I turned toward Leo, my boyfriend of two years. “It’s perfect.”

He smiled and shook his head of dirty-blond hair. Funnily enough, we had the exact same shade of hair. Same eye color, too. Hazel. It was the reason I’d noticed him when we first met. My best friend, Constance, “Conni,” had pointed him out at a party. “Hey, look. It’s your male doppelganger,” she’d said.

My heart warmed with the memory. Not about how he and I looked similar—lots of people did—but when we sparked up a conversation, we discovered we had the same likes and dislikes, too. Two peas in a pod.

I loved how the smallest, unforeseen events, like meeting someone at a party, could change your life. Today, of course, was not one of those moments. This was months of planning coming together.

“How did I know you were going to say you love this shithole?” Leo chuckled.

“Was it the way I moaned in ecstasy at the hand-carved banisters in the foyer?”

He stepped in closer, tucking a lock of my hair behind my ear. “Why don’t you moan like that when we’re having sex?”

I shrugged coyly. “If you had original parquet floors, I just might.”

He laughed. “Are we really doing this?”

How could we not? The home was everything we wanted, built in the late 1800s and two stories of pure craftsmanship just crying out to be brought back to life.

“We’re never going to find a Victorian at this price anywhere in the city.” It had six bedrooms, a basement, and a quarter-acre lot—unheard of in this San Francisco neighborhood where every home was valued at five million or more. The only reason this property hadn’t been divided up was because the home had been declared a historical landmark. Developers couldn’t touch it. Yet.

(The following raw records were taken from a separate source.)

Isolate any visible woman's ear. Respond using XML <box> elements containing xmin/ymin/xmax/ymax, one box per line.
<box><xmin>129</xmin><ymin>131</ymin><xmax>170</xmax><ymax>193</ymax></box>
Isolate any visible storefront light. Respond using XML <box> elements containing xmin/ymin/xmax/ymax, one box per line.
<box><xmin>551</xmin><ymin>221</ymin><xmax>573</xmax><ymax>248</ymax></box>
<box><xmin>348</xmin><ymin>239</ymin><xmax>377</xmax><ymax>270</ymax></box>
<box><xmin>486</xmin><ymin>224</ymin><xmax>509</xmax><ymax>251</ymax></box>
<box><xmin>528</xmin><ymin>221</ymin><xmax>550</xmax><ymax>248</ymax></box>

“But we talked about getting out of California, starting a family.” Leo’s eyes swept across the brown water stains on the ceiling.

“No. We agreed to give it six months, and if we couldn’t find a home for you to renovate, then we’d start looking elsewhere.” The truth was, with the way things were going around here—the drugs, crime, and let’s not forget the insane taxes—I wasn’t opposed to leaving the state. It was probably the smart thing to do. But something about this city—the history, the great food, and the smell of the salty fog rolling in from the cold bay—blinded me to the bad things. I still loved it here and hadn’t lost hope that San Francisco would turn around. In a decade or two? In the meantime, home prices were at rock bottom. This was our one chance to get in.

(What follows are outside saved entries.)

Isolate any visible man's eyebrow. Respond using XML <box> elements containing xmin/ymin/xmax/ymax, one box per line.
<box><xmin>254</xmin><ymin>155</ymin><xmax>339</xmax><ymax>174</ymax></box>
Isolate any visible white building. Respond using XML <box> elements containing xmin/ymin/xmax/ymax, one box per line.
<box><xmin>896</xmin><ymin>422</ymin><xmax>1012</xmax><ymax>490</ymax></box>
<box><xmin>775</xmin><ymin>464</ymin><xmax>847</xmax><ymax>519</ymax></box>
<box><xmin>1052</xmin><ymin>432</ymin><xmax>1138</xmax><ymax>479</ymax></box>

“Leo, I promise when we’re ready to have kids, we can reevaluate.” I kissed the top of his hand. “I’m marrying you. Not this house.” By now, he had to know I would always put us first. This home was nothing more than a great investment, a foothold into our bright future.

“It’s going to need a few hundred thousand in repairs—way over our budget,” he pointed out.

“Yes, but it’s been on the market for years, and Maurice says he knows the estate’s administrator. They really want to get rid of it before it’s condemned.” At which point, a developer could petition to remove the home’s historical status. “Let’s at least have Maurice float an offer and see what happens.”

Maurice was our Realtor, who’d been helping us speed along the process of finding a property. Leo and I were getting married next summer. At least, that was the plan, though we’d both agreed that finding our historic dream house and remodeling it together would come first. We wanted a home where we could have a picture-perfect wedding to start our picture-perfect life.

Leo was an architect, working for a firm here in the city, but he wanted to get out on his own, doing exactly this: renovating historic homes. This house would be his first big project and his calling card. Also, his office and our house.